Revenons à l’été 2025. Stassin sort d’une fin de saison remarquée malgré la descente, plusieurs clubs anglais se renseignent, et le joueur pousse pour partir : jouer le Mondial 2026 suppose de disputer une compétition d’un autre niveau. Les dirigeants stéphanois, eux, fixent la barre très haut. Personne ne monte assez. Il reste.

Une décision qui, avec le recul, mérite d’être réinterrogée.

Porto s’est détourné, la Turquie a pris le relais

Le FC Porto avait ouvert le bal en juin. Les discussions étaient jugées encourageantes, avant que les Dragons ne réorientent leur recrutement — le club portugais s’est finalement tourné vers Mame Alassane Niang, jeune attaquant sénégalais évoluant en Norvège, pour une somme dérisoire au regard des standards du marché. Braga et Ipswich ont observé, sans dégainer.

Restent aujourd’hui Galatasaray et, plus récemment, Besiktas. Deux poids lourds de Süper Lig, indéniablement. Mais pas exactement le projet qu’imaginait un joueur de 21 ans estimé à une vingtaine de millions d’euros il y a quelques semaines encore.

Le paradoxe des chiffres

Car sur le terrain, rien ne s’est effondré. Onze buts en Ligue 2 la saison dernière, un rôle de titulaire, une régularité que peu d’attaquants de son âge affichent à ce niveau. Ses qualités — mobilité, sens du placement, propreté technique — sont saluées par les recruteurs belges comme français.

Alors pourquoi ça coince ? Deux raisons, essentiellement. Le prix demandé par Kilmer Sports Ventures, d’abord, qui n’a jamais vraiment baissé. Le contexte, ensuite : un buteur qui enchaîne deux exercices en deuxième division voit mécaniquement sa valeur perçue s’éroder, quel que soit son rendement.
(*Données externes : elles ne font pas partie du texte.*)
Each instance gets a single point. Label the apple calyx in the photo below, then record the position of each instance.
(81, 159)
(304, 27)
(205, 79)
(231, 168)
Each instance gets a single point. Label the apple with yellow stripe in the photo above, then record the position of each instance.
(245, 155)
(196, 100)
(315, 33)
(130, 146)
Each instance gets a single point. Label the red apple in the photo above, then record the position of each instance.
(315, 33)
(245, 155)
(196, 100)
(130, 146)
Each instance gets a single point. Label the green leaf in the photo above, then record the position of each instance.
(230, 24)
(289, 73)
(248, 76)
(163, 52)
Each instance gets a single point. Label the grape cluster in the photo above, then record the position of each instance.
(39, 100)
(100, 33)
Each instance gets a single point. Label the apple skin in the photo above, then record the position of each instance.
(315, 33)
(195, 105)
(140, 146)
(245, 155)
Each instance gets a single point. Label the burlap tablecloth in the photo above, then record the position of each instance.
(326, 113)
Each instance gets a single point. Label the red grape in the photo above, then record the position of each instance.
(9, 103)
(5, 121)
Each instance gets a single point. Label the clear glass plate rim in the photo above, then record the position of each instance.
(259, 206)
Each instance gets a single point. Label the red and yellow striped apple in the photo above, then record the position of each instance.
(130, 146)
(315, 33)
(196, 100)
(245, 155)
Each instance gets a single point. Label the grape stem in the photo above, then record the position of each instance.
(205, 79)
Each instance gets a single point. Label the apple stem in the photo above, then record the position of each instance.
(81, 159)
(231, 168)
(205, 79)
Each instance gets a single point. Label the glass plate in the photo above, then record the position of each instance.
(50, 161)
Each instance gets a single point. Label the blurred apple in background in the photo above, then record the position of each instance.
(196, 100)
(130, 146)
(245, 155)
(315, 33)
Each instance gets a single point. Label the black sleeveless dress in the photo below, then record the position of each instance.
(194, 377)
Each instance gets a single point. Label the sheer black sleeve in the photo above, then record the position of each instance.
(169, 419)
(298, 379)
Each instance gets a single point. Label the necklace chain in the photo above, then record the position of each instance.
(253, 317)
Une équation à 28 buts pour l’ASSE

Côté stéphanois, le calcul est cruel. Stassin et Zuriko Davitashvili représentent à eux deux la quasi-totalité de la production offensive de la saison passée, et les deux dossiers restent ouverts — l’Atalanta a manifesté un intérêt appuyé pour le Géorgien.

Ian Cathro, arrivé cet été, prépare donc sa saison sans savoir sur quels attaquants il pourra compter. Cinq recrues sont déjà arrivées, essentiellement des profils méconnus du championnat français. Un pari assumé. Risqué, aussi.

Un mois pour trancher

Il reste cinq semaines avant la clôture du marché. Le joueur est lié aux Verts jusqu’en 2028, ce qui donne au club une marge de manœuvre confortable — sur le papier, du moins.

Sauf qu’à force d’attendre le bon prix, on finit parfois par ne plus recevoir d’offres du tout. Les supporters du Forez, échaudés par deux étés de promesses non tenues, en sont déjà là. Une saison de plus dans le Forez pour Stassin ? À ce stade, l’hypothèse ne surprendrait plus grand monde.